Liter found out about the J&J challenge through his subscription to the company’s mailing list. Gauw, of Bacchus Therapeutics, got it in a more roundabout way — via a National Science Foundation program where Lisa Garcia was speaking. Garcia was RAMP’s director at the time.
When Gauw moved from the West Coast to the D.C. area, he checked in with Garcia. She connected him with Hal Irvin, an associate vice president at the Fralin Biomedical Research Institute. Irvin and Garcia told him about the QuickFire Challenge.
“So basically, we discovered a way to starve only cancer cells but not normal cells, because cancer cells need a lot of specific types of lipids to grow,” Gauw said. “If I stop that specific type of lipid from being produced in cancer cells, then I’m basically starving cancer cells of lipids but not [starving] normal cells.”
Bacchus has identified its target, Gauw said, and is preparing and testing a drug for phase one clinical trials.
The QuickFire challenge prizes included a virtual membership to Johnson & Johnson Innovation. That membership features access to the company’s scientists, a network of investors and a virtual portal to venture capitalists, Gauw said.
Organizers hosted a meet-up conference with selected biotech companies within the J&J network, including the challenge winners, he said.

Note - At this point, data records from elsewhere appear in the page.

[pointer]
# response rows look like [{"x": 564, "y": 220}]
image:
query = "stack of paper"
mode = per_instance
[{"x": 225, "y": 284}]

“It’s literally a speed dating event,” he said. “So you have tables, and we rotate every 20 minutes to talk to a different investor. So that’s really, for fundraising, very helpful for introductions.”
Gauw and Liter were happy with their Roanoke-area experiences.
“If we’re able to find some funding that would support it, we would absolutely be open to that idea [of staying],” Liter said. “… The whole community down there has welcomed us with open arms. They were very helpful in helping us get established and trying to make the connections at the Carilion Clinic and etcetera. So, a very good group of people.”